Cofactors: Some enzymes require another molecule to be present for proper functioning of the enzyme. Cofactors can be inorganic ions (Zn2+, Mg2+, …) or organic molecules.
Coenzyme: A cofactor that is a nonprotein organic molecule.
Apoenzyme: Pure protein part of an enzyme.
Diabetic test strips use two enzymes to measure blood sugar. One enzyme catalyzes the oxidation of glucose, producing hydrogen peroxide as a by-product. The other enzyme catalyzes the breakdown of hydrogen peroxide and oxidizes a dye to produce a color change.

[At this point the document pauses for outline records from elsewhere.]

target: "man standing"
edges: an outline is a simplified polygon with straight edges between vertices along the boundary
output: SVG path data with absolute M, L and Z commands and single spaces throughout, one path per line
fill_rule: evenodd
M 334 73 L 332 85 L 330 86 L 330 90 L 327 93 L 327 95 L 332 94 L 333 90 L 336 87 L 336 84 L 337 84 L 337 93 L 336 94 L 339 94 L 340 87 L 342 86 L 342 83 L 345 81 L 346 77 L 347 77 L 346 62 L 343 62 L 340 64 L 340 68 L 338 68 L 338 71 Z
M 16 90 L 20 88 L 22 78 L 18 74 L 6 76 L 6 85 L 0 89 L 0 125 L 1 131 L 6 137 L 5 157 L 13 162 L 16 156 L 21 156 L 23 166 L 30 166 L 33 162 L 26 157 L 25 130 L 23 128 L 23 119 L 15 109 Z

Enzymes can be monitored to diagnose liver damage or heart damage.
Enzymes can also be used to break up clots after a heart attack or to increase clotting to treat hemophelia.
Enzymes have many industrial applications including the production of baby foods, beer, sweeteners for soft drinks, animal feeds, and blue jeans.
Enzymes are used in stain removers and meat tenderizers. Those that are lactose-intolerant can also take enzymes to reduce the discomfort caused by ingesting dairy foods. Worldwide production of enzymes is worth more than $1 billion per year.
Nucleic acids serve as the information and control centers of the cell. They are in two major forms: deoxyribonucleic acid (DNA) and ribonucleic acid (RNA). Both consist of long chains called nucleotides. Each nucleotide is composed of a sugar unit, phosphate unit, and a heterocyclic amine base.